Importantly, the Court also had directed ISE to produce copies of the invoices identified on Exhibit A to the complaint. In response, ISE served the Trustee with copies of the invoices. With copies of these invoices in hand, the Trustee then filed a third revision to its complaint. Defendant ISE again moved to dismiss.
The Court observed that the amended complaint still was lacking any identification of the antecedent debt :
the Amended Complaint fails to show that there was an antecedent debt. The Trustee states that “[t]he 547 Transfer were made, or caused to be made, for or on account of one or more antecedent debts owed by Debtor to the Defendant prior to the date on which such 547 Transfer was made.” However, this description does not meet the standard under a motion to dismiss a preference complaint. This Court has previously dismissed a complaint where “[t]he Complaint fails to provide any details to show that there was in fact an antecedent debt. (Compl. at ¶ 14 (stating only that ‘Rifle Transfers were for, or on account of, antecedent debts owed by one or more of the Debtors before the Transfers were made’).)” In re Crucible Materials Corp., 2011 WL 2669113, at *4. The Trustee’s allegation is almost identical to the complaint that was dismissed in Crucible Materials, and thus, the Court finds that the Amended Complaint fails to sufficiently describe the nature of the antecedent debt. Count I must be dismissed. [Footnotes and footnote references omitted]

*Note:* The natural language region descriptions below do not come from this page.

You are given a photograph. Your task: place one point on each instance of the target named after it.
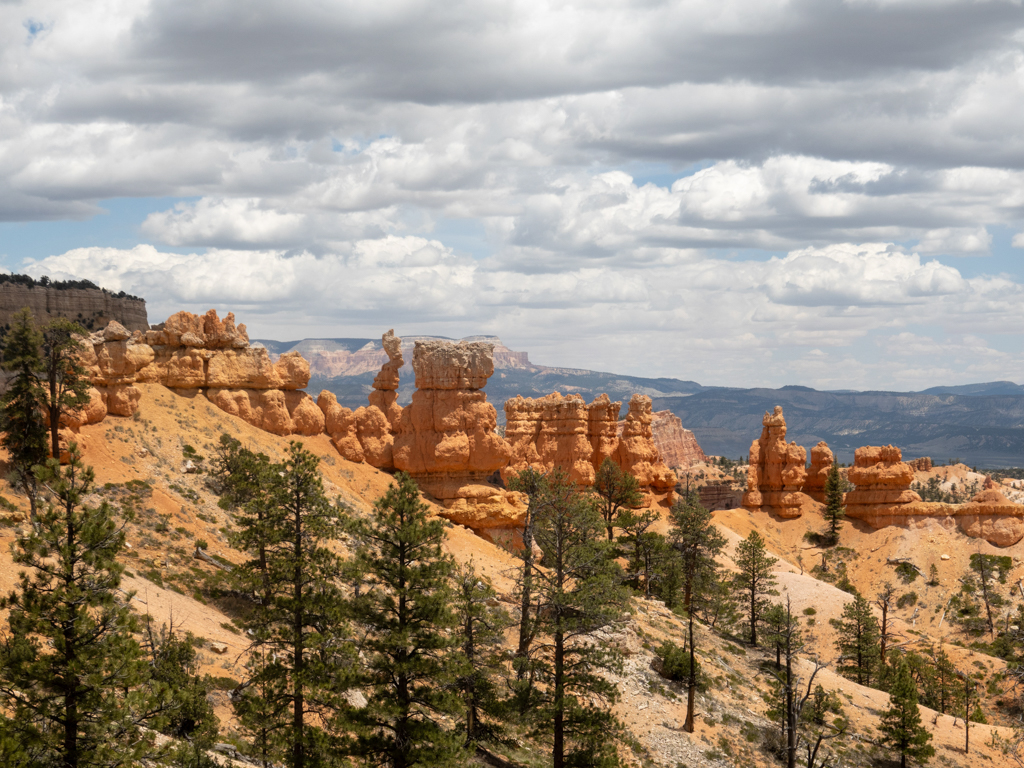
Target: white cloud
(316, 153)
(708, 318)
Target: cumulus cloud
(314, 155)
(710, 318)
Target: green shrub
(909, 599)
(906, 572)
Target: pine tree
(298, 623)
(188, 716)
(545, 491)
(67, 385)
(755, 579)
(482, 622)
(616, 489)
(411, 645)
(857, 640)
(20, 417)
(70, 669)
(580, 593)
(901, 728)
(644, 548)
(885, 600)
(985, 566)
(248, 483)
(697, 543)
(835, 511)
(946, 695)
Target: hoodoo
(566, 432)
(777, 470)
(778, 481)
(448, 439)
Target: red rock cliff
(677, 445)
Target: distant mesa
(446, 437)
(778, 481)
(77, 300)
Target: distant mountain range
(980, 424)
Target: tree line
(393, 655)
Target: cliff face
(777, 470)
(678, 445)
(566, 432)
(93, 307)
(331, 358)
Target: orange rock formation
(555, 431)
(637, 453)
(190, 351)
(883, 497)
(564, 431)
(777, 470)
(368, 434)
(677, 445)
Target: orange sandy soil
(181, 510)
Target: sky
(740, 193)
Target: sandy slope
(181, 510)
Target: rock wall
(190, 351)
(555, 431)
(564, 431)
(93, 307)
(777, 471)
(817, 473)
(368, 434)
(677, 445)
(637, 453)
(883, 497)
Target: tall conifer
(71, 672)
(580, 593)
(411, 645)
(835, 511)
(857, 640)
(697, 543)
(755, 580)
(298, 626)
(901, 728)
(20, 407)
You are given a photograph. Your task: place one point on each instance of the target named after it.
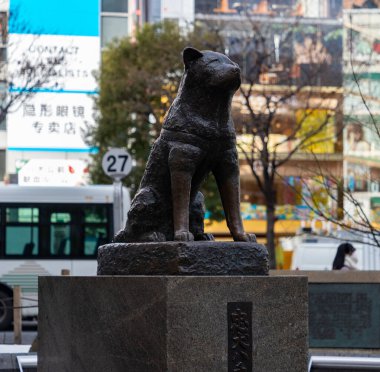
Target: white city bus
(44, 230)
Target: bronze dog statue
(198, 137)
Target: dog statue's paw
(185, 236)
(244, 237)
(204, 236)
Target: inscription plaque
(344, 315)
(239, 315)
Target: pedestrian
(345, 258)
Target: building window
(115, 6)
(113, 27)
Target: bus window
(95, 228)
(21, 233)
(60, 234)
(94, 237)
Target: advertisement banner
(53, 53)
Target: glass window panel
(95, 214)
(21, 240)
(22, 215)
(113, 27)
(120, 6)
(94, 237)
(60, 243)
(59, 217)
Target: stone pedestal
(173, 323)
(183, 258)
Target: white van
(312, 252)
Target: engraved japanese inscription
(239, 315)
(344, 315)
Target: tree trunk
(271, 218)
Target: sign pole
(117, 205)
(117, 163)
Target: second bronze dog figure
(198, 137)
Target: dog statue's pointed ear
(190, 55)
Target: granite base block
(173, 323)
(183, 258)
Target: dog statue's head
(211, 69)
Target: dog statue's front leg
(227, 178)
(182, 165)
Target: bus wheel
(5, 310)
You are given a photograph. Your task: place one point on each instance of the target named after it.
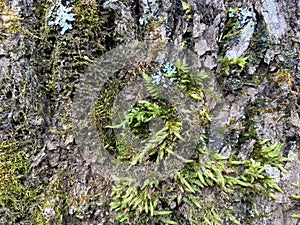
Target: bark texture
(40, 69)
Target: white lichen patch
(275, 20)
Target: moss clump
(207, 188)
(10, 22)
(17, 198)
(296, 197)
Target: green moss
(296, 197)
(17, 198)
(205, 191)
(10, 22)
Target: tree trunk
(42, 67)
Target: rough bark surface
(36, 111)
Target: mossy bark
(40, 69)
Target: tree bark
(40, 70)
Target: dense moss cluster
(208, 189)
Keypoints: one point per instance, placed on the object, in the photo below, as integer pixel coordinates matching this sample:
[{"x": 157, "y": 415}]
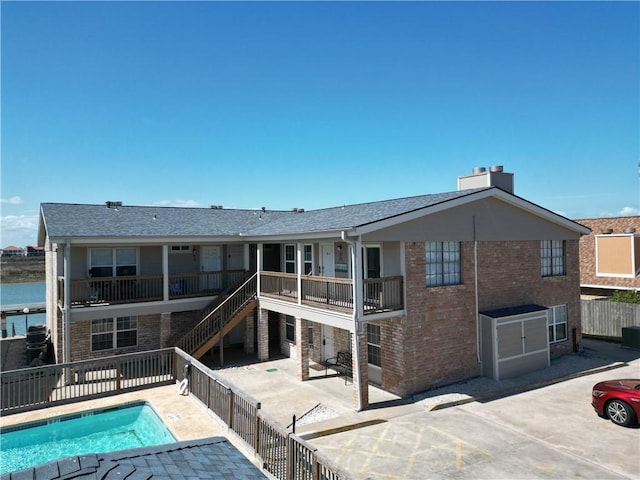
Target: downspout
[
  {"x": 356, "y": 268},
  {"x": 475, "y": 290},
  {"x": 67, "y": 302}
]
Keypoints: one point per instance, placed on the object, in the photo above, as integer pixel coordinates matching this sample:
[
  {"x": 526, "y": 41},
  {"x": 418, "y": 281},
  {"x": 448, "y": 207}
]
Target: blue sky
[{"x": 316, "y": 104}]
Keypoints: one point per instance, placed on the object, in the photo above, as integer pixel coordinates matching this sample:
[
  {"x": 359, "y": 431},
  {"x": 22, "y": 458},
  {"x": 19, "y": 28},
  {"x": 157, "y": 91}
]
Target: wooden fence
[
  {"x": 604, "y": 318},
  {"x": 281, "y": 453}
]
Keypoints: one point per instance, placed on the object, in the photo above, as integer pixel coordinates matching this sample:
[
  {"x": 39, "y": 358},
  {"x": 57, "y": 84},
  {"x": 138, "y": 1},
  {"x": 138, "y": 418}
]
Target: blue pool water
[{"x": 101, "y": 431}]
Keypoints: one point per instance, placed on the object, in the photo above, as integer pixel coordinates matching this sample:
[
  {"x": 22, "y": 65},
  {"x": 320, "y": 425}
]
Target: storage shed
[{"x": 514, "y": 341}]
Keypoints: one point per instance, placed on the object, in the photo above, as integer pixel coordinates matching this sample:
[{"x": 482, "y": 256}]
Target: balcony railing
[
  {"x": 147, "y": 288},
  {"x": 379, "y": 294}
]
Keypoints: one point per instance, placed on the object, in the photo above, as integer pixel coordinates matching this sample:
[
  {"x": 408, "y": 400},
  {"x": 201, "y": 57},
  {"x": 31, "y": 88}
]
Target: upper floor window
[
  {"x": 444, "y": 264},
  {"x": 552, "y": 254},
  {"x": 557, "y": 323},
  {"x": 290, "y": 258},
  {"x": 110, "y": 333},
  {"x": 112, "y": 262}
]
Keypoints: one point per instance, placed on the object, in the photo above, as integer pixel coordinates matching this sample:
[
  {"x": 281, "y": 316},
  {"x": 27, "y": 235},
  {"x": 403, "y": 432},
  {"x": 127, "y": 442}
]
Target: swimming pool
[{"x": 98, "y": 431}]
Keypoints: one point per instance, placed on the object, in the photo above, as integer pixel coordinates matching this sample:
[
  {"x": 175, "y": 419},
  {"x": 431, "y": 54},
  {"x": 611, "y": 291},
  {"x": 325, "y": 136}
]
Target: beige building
[{"x": 419, "y": 291}]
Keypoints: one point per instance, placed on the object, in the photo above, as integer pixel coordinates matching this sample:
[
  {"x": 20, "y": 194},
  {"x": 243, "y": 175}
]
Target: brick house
[
  {"x": 610, "y": 255},
  {"x": 422, "y": 291}
]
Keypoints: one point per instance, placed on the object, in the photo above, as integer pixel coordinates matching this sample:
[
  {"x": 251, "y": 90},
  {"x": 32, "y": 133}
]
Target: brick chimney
[{"x": 480, "y": 177}]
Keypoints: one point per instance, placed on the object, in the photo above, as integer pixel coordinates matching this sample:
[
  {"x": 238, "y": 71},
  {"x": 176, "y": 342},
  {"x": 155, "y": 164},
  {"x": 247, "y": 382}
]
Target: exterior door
[
  {"x": 327, "y": 342},
  {"x": 327, "y": 260},
  {"x": 211, "y": 261}
]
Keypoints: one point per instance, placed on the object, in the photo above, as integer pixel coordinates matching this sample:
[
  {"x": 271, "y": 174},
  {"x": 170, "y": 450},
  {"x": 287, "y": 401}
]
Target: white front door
[
  {"x": 327, "y": 260},
  {"x": 211, "y": 261},
  {"x": 327, "y": 342}
]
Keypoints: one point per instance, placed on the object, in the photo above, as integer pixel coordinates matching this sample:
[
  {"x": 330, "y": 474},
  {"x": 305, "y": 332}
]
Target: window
[
  {"x": 552, "y": 253},
  {"x": 113, "y": 262},
  {"x": 110, "y": 333},
  {"x": 557, "y": 323},
  {"x": 374, "y": 354},
  {"x": 308, "y": 259},
  {"x": 290, "y": 328},
  {"x": 290, "y": 258},
  {"x": 443, "y": 263}
]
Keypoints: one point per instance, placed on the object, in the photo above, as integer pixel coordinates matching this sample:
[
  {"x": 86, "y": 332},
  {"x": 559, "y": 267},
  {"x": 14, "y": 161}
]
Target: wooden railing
[
  {"x": 215, "y": 318},
  {"x": 50, "y": 385},
  {"x": 147, "y": 288},
  {"x": 379, "y": 294},
  {"x": 281, "y": 453}
]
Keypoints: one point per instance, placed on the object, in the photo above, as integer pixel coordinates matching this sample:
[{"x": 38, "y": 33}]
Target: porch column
[
  {"x": 302, "y": 349},
  {"x": 165, "y": 272},
  {"x": 263, "y": 335},
  {"x": 360, "y": 371},
  {"x": 249, "y": 333},
  {"x": 165, "y": 329}
]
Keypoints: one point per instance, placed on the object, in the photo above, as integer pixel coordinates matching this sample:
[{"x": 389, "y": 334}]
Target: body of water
[
  {"x": 88, "y": 432},
  {"x": 17, "y": 293}
]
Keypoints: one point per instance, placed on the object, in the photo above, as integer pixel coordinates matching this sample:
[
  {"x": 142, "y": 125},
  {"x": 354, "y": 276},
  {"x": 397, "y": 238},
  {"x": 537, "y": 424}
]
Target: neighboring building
[
  {"x": 31, "y": 251},
  {"x": 423, "y": 291},
  {"x": 12, "y": 251},
  {"x": 610, "y": 255}
]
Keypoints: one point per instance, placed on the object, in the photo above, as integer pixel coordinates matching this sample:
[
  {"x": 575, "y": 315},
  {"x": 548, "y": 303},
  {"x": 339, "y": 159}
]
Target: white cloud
[
  {"x": 19, "y": 230},
  {"x": 15, "y": 200},
  {"x": 178, "y": 202}
]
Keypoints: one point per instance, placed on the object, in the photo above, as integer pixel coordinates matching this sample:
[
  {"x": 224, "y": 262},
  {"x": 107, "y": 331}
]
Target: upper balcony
[
  {"x": 147, "y": 288},
  {"x": 379, "y": 294}
]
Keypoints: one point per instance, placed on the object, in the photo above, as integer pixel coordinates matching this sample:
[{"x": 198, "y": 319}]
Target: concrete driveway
[
  {"x": 479, "y": 429},
  {"x": 550, "y": 432}
]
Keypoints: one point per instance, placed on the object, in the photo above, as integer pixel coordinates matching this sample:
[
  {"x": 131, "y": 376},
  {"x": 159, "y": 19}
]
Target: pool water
[{"x": 100, "y": 431}]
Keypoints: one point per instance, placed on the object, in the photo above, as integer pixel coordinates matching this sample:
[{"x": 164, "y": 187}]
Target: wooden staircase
[{"x": 220, "y": 317}]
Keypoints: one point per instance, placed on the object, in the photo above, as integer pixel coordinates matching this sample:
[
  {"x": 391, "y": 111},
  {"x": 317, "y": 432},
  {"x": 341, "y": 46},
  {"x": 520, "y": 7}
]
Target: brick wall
[
  {"x": 148, "y": 339},
  {"x": 588, "y": 250},
  {"x": 436, "y": 343}
]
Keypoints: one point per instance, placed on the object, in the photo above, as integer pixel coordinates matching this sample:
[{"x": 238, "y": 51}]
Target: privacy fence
[
  {"x": 604, "y": 318},
  {"x": 281, "y": 453}
]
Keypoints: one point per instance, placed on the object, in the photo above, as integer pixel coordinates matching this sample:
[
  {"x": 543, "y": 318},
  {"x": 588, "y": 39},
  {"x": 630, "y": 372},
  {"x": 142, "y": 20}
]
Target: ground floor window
[
  {"x": 110, "y": 333},
  {"x": 374, "y": 351},
  {"x": 557, "y": 323},
  {"x": 290, "y": 328}
]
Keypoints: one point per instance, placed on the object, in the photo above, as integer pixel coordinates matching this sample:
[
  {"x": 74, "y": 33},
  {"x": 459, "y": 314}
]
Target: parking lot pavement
[{"x": 550, "y": 432}]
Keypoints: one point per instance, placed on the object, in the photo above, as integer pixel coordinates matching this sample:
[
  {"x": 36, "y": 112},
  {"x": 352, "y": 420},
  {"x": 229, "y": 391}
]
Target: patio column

What about the invoices Defendant ISE produced? The Trustee’s amended complaint failed to attach or even mention the invoices. A possible reason may be indicated in ISE’s reply brief:
Finally, the invoices that Defendant produced, attached to its Motion as Ex. C, and that Plaintiff failed to attach to the Amended Complaint all state that payment should be made to an “LLC,” not the Defendant, which is a corporate entity. Compl. at ¶ 11 (the “Defendant … is a Delaware corporation ….”). Plaintiff received the invoices well over sixty (60) days ago. It had ample time to include the LLC as an additional defendant but chose not to for strategic reasons (i.e., a lawsuit against ISE Stock Exchange, LLC would not clear the venue threshold).
Ultimately, the Chapter 7 Trustee’s failure to make any factual allegations regarding the nature and existence of an antecedent debt is inexplicable. And perhaps this is the best “take away”: the leeway given Chapter 7 Trustees to address pleading deficiencies reaches an end when such failures reach the point of inexplicability.